Jimmy Robert
Draw the Line
22 June – 2 September 2013, The Power Plant, Toronto
The Power Plant is pleased to present a solo exhibition of work by French artist Jimmy Robert. Robert’s practice typically explores the corporeal potential of a range of media including photography, drawing, film, video, sculpture, and performance. In his first Canadian solo exhibition, Robert addresses questions of limits: of his body, of the media he uses, of our understanding of exhibitions, and the various disciplines his work encompasses. At the centre of Draw the Line is a commissioned performance project that takes place within this installation of new and past work at The Power Plant.

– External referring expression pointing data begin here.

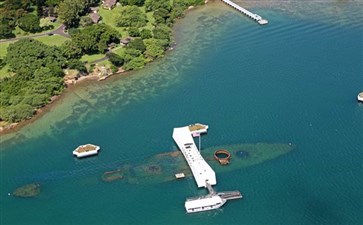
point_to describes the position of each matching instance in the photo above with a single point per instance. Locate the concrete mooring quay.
(253, 16)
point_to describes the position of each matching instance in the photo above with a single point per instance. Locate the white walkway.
(202, 172)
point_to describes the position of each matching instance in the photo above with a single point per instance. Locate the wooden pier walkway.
(253, 16)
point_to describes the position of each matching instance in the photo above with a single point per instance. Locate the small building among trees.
(109, 4)
(95, 17)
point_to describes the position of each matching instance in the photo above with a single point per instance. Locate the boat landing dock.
(203, 174)
(253, 16)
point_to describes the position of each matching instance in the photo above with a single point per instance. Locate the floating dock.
(253, 16)
(203, 174)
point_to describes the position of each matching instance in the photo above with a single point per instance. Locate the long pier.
(253, 16)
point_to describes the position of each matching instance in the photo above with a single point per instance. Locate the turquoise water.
(294, 80)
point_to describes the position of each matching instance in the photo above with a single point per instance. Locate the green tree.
(135, 63)
(115, 59)
(152, 5)
(154, 48)
(162, 32)
(70, 11)
(131, 16)
(6, 31)
(133, 32)
(17, 113)
(95, 39)
(29, 23)
(27, 55)
(85, 21)
(71, 50)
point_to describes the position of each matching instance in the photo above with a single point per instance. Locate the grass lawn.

Draw the Line’s focus on performance speaks to the rising interest in performance art among art historians, curators and leading museums. Performance has been an integral medium for visual art practices, gaining momentum during the 1960s and 1970s when artists moved away from the object in favour of “happenings,” “actions” and “interventions.” Such terms reject any theatrical meaning to describe a medium that explores the gestures, marks and effects produced by the body moving and performing in space. Over the past decade, performance has achieved a new kind of institutional position, whereby major institutions are increasingly incorporating performance work in their public programming and exhibitions. During this moment of resurgence, artists and curators alike are faced with difficult questions regarding the relationship between a live performance work and its documentation or exhibition. Draw the Line addresses these queries: following Robert’s performance, text and sculptural remnants will remain in the gallery for the duration of the exhibition to evoke the movement seen in his live work.
Robert’s performance coupled with its remaining ephemera will be accompanied by his sculptural installation Reprise (2010). The work references Canadian artist Jeff Wall’s photograph A Sudden Gust of Wind (after Hokusai), 1993, which captures four figures physically responding to a strong wind. The composition in Wall’s work is a recreation of Japanese painter and printmaker Katsushika Hokusai’s (1760 – 1849) woodcut Ejiri in Suruga Province (Sunshū Ejiri), 1830 – 33. The theatricality in the movement of the figures in both works acts as a point of departure for Robert’s Reprise. Here, he captures in large-scale photographs the movements of dancer Shiho Ishihara with gestures akin to those seen in Hokusai’s and Wall’s pieces. Depicting movement in both the dancer’s body as well as in the installation of the photographs, Robert demonstrates the ability for objects to become performative. Together with his live work, Reprise offers new possibilities for movement and performativity to exist outside a live event.
Movement is evoked in every sense of Draw the Line and in the exhibition framework. Above all else, Draw the Line is an attempt to rethink the limitations of an exhibition, challenging viewer expectations as it unfolds and transforms over time.